Christ Carrying the Cross

1564
Oil on oak panel, 124 x 170 cm
Kunsthistorisches Museum, Vienna

This is the largest known painting by Bruegel. For Bruegel the composition is unusually traditional. Perhaps because he was treating such a solemn religious event, he adopted a well-known scheme, used previously by Bruegel's Antwerp contemporary, Pieter Aertsen. Christ's insignificance among the crowds is a familiar device of Mannerist painting, as is the artificial placing of Mary and her companions in a rocky foreground, which is deliberately distanced from the dramatic events taking place behind them.

Standing on a small hill in the foreground, the grieving friends of Christ are separated from the teeming detail of this scene, with Christ carrying the cross at its centre, and are thus brought closer to the viewer. The style of their depiction, going back to Rogier van der Weyden's paintings, also removes them from the more contemporary representation of the crowd.

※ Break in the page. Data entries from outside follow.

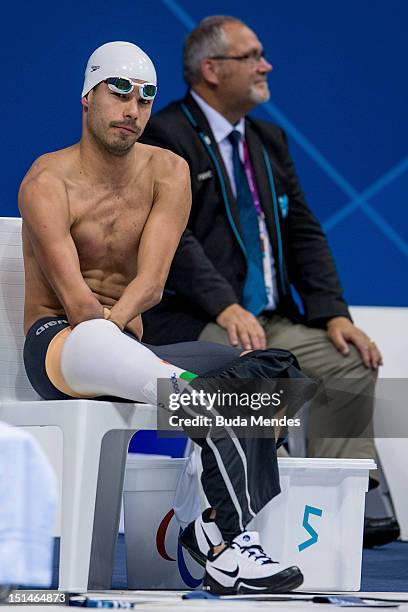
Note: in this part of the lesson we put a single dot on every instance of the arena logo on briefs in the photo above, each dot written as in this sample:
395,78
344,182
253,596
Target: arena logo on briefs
187,578
50,324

St John and the saint on the right (and the two mourners a little further back) originated in Rogier's Deposition (Prado, Madrid), which Bruegel can have known only from copies, since the painting itself had been taken to Spain around the middle of the 16th century.

In the background, we can make out a Flemish Jerusalem on the left and the hill of Calvary on the right, with a rock and windmill of unknown significance between them.